Guidelines for Planting Seedlings
For instant, glorious colour in the garden nothing beats bedding plants. Just a few trays of seedlings will transform an otherwise dull corner into a kaleidoscope of brilliant colour.
Dig over the bed to the depth of about a garden fork, removing weeds and large stones.
Add a generous quantity of well matured compost and a handful (60g) of organic seedling food per square metre
Mix into the soil, rake level and water thoroughly
When removing the seedlings from the trays, gently push out the plant from the bottom, keeping the soil intact around the roots.
Don’t bury the stems of the seedlings when planting, rather plant to the depth that they are in the seedling tray.
Gently press down the soil around the stem.
Water well with a sprinkler.
Mulch around the plants to combat evaporation and keep the soil temperature even.
Fertilise regularly. For those who want a spectacular show of blooms, a foliar feeding program will reward you handsomely.

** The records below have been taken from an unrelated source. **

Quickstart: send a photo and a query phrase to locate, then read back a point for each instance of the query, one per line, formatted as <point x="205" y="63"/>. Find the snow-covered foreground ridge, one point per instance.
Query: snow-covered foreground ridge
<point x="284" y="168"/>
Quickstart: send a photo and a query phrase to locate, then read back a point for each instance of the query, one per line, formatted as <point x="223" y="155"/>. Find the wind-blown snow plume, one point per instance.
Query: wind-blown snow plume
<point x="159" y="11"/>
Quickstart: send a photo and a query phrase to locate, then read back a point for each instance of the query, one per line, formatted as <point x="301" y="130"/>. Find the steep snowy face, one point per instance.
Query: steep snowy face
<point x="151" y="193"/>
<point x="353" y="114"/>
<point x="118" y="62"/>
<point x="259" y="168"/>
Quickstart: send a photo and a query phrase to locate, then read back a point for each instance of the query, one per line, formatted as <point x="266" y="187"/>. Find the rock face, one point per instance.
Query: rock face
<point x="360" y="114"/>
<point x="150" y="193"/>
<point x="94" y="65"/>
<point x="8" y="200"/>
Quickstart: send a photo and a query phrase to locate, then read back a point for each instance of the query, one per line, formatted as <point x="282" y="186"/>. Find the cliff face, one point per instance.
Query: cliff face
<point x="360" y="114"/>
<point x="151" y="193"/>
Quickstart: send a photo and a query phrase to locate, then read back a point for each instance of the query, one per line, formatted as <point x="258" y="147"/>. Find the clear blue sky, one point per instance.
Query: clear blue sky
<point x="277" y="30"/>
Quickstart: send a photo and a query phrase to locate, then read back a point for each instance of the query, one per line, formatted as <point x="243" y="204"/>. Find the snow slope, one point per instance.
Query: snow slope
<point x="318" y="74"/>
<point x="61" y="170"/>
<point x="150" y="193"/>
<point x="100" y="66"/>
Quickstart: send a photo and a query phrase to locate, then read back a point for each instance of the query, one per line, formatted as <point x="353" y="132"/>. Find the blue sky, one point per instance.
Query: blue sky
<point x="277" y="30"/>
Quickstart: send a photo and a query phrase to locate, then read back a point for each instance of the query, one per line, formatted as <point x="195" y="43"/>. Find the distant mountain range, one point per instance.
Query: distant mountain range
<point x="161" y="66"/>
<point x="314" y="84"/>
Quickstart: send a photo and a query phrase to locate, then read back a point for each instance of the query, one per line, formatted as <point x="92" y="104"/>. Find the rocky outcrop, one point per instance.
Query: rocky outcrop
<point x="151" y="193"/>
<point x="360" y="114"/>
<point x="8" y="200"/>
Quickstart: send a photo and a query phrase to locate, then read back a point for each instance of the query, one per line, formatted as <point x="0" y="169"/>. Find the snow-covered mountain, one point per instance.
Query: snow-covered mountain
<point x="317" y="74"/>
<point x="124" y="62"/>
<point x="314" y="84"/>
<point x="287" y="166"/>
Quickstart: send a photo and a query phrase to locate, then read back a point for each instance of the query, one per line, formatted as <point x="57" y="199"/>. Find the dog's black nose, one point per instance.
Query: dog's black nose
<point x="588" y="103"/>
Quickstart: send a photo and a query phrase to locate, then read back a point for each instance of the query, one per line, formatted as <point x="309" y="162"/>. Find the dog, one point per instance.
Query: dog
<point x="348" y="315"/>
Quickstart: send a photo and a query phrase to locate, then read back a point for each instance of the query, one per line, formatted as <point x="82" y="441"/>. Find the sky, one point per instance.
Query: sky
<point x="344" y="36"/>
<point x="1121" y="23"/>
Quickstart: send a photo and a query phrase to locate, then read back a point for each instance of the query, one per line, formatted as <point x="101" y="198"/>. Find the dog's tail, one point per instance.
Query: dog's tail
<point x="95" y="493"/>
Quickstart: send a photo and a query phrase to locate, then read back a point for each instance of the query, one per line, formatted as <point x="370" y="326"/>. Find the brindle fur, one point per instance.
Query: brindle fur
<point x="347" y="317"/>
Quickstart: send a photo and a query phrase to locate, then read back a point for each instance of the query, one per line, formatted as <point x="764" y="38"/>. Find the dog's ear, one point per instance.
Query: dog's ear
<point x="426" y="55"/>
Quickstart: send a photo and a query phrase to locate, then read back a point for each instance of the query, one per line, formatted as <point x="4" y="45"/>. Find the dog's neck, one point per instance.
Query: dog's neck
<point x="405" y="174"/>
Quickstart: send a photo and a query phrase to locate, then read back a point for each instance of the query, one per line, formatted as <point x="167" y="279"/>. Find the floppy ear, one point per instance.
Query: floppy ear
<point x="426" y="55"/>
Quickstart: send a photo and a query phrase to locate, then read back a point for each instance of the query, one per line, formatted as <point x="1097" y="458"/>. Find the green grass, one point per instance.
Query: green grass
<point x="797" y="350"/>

Make sure that you start off with healthy seedlings bought from a reputable garden centre. Remember to check the label on the plant tray or ask the nurseryman about light requirements, and spacing. Water the seedlings a few hours before planting. Whenever possible grow annuals in a different part of the garden from a previous season, to reduce the risk of disease. Then prepare the area well by digging it over thoroughly and mixing in compost, 90g (a handful) each of superphosphate and a general fertiliser per m², and mix well to a spade depth.
Avoid pulling out seedlings by their leaves or stems. Rather push out the root ball from below. Make a hole in the bed with a trowel and place the seedling in at the same depth as it was in the container. Fill up around the plant and lightly firm the soil around the roots. Water well after planting and keep the soil moist until the plants are established. Once they are happy in their new home, water deeply only once the soil begins to dry out, rather than a daily sprinkling.
Remember to keep removing any old flowers (deadheading), to keep your beauties flowering for as long as possible.